Les personnes détenues dont le taux d'incapacité est supérieur à 50 % peuvent percevoir l'allocation aux adultes handicapées (AAH) versée par l'Etat. Le décret n° 2005-724 du 29 juin 2005 pris en application de la loi n° 2005-102 du 11 février 2005 pour l'égalité des droits et des chances, la participation et la citoyenneté des personnes handicapées a relevé le taux de cette prestation en détention à 30 % (au lieu de 12 %) à partir du premier jour du mois suivant une période de 60 jours révolus passés dans un établissement pénitentiaire.

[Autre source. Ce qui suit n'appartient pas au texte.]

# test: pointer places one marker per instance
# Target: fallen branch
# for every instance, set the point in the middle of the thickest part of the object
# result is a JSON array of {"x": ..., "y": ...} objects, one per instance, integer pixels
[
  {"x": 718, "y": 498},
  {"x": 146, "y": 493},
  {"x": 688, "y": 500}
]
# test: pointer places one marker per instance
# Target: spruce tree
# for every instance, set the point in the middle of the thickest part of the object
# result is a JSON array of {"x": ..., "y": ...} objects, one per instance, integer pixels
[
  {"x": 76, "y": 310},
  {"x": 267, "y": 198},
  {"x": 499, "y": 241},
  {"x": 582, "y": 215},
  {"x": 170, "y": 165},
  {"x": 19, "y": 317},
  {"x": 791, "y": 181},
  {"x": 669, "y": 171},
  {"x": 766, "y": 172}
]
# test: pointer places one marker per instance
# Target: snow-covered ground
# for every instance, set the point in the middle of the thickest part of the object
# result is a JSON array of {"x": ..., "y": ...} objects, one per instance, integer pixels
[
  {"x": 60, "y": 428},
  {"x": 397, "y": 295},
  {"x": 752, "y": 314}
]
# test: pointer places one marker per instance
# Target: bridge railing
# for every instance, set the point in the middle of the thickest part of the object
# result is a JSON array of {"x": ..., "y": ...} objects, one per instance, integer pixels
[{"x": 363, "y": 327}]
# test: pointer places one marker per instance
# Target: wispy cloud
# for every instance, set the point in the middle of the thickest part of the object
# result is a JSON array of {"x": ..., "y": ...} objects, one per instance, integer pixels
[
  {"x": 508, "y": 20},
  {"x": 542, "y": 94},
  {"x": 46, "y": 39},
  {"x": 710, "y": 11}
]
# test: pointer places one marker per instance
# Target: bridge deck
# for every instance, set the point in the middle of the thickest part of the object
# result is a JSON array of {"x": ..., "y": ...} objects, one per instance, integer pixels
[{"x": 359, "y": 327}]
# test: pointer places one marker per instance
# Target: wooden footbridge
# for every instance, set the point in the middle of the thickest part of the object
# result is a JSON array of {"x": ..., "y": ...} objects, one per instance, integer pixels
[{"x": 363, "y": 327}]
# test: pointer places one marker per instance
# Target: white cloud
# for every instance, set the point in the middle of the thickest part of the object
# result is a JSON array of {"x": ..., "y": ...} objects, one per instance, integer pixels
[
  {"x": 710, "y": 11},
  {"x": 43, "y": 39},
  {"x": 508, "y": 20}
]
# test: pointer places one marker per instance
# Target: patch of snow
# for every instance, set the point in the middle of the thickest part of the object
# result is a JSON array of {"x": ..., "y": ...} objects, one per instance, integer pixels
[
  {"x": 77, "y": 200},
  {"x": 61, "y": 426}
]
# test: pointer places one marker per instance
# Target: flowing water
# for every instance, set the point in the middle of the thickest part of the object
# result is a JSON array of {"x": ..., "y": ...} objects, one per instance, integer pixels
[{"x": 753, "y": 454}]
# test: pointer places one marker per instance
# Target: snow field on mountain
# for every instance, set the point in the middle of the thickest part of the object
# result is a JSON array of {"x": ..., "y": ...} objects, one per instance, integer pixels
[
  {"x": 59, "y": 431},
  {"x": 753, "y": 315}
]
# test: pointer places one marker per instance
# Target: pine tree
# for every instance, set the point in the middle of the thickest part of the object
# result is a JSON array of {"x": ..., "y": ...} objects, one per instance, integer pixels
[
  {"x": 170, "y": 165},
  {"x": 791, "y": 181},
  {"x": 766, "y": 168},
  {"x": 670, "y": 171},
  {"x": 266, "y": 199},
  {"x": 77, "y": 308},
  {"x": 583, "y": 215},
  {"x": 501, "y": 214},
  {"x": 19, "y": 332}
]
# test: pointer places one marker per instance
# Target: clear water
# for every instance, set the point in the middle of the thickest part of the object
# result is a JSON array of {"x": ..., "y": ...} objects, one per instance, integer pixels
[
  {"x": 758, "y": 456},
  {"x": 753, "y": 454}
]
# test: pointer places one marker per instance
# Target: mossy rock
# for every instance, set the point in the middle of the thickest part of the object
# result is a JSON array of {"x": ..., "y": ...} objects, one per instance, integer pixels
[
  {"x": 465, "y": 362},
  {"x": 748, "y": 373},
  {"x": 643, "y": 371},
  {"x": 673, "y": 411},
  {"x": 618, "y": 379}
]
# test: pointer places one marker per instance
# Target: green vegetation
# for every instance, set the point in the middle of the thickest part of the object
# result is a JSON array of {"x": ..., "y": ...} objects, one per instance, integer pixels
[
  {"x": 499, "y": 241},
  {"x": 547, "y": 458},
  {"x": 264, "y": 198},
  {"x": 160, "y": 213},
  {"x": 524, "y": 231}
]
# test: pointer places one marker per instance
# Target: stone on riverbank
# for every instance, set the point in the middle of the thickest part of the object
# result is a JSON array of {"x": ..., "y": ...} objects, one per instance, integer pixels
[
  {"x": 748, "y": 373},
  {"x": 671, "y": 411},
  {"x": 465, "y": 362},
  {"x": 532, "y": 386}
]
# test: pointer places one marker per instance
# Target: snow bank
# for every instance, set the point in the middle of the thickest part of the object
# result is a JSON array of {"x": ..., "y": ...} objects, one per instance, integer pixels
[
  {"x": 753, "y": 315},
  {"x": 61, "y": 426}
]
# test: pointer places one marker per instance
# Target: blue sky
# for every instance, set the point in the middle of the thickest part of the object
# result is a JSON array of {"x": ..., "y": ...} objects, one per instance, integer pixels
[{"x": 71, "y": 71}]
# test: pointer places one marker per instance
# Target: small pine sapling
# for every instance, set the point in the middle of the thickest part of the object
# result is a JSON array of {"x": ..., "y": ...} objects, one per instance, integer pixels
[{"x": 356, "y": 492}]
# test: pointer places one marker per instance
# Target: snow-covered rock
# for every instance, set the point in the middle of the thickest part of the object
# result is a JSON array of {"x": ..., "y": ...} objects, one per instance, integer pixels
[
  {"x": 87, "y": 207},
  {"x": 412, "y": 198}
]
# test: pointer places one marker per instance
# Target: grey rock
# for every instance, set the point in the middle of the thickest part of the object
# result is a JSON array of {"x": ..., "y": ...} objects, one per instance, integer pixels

Les personnes âgées peuvent, quant à elles, bénéficier de l'allocation personnalisée d'autonomie (APA) instituée par la loi n° 2001-647 du 20 juillet 2001 en faveur des personnes répondant à des conditions d'âge et ayant besoin d'être aidées dans les actes de la vie quotidienne. Les demandes de prestation peuvent être initiées par le service pénitentiaire d'insertion et de probation pendant la détention à partir des certificats établis par le médecin de l'unité de consultation et de soins ambulatoires (UCSA) transmis sous pli fermé au conseil général du ressort de l'établissement pénitentiaire.

Dans certains départements -comme le Calvados, le Doubs, le Jura et l'Ile-et-Vilaine- des conventions ont été signées entre les SPIP, les conseils généraux et les infirmières de soins à domicile afin de venir en aide aux personnes détenues dépendantes. Cependant, certains conseils généraux refusent d'examiner certains dossiers au motif que le domicile de la personne détenue n'est pas fixé dans le département du lieu de détention.

Par ailleurs, le juge de l'application des peines peut ordonner un aménagement de peine permettant une prise en charge adaptée à l'état de santé de la personne détenue. Néanmoins, la principale difficulté réside dans le manque d'hébergements à l'extérieur. Les initiatives prises à ce jour pour répondre à ces besoins demeurent d'une portée très limitée24(*).

* 20 Voir le rapport de MM. Philippe Goujon et Charles Gautier, au nom de la commission des lois, sur les mesures de sûreté concernant les personnes dangereuses : Les délinquants dangereux atteints de troubles psychiatriques, rapport du Sénat n° 420, 2005-2006.

* 21 Le coût de la construction (17,5 millions d'euros) est pris en charge à 85 % par la santé et à 15 % par la justice.

* 22 Voir le tableau des effectifs en annexe.

* 23 Le délai de prescription de l'action publique a été porté par la loi n° 2004-204 du 9 mars 2004 à 20 ans pour les crimes ainsi que pour certains délits d'agression ou d'atteinte sexuelle aggravée et à 10 ans pour les autres délits visés à l'article 706-47 du code de procédure pénale.

* 24 Ainsi, dans le cadre du placement extérieur, une convention a été signée le 27 décembre 2006 entre le directeur interrégional des services pénitentiaires de Paris et la Croix-Rouge française afin de réserver cinq places pour le placement à l'extérieur au centre d'hébergement et de réadaptation sociale de Corbeil-Essonnes.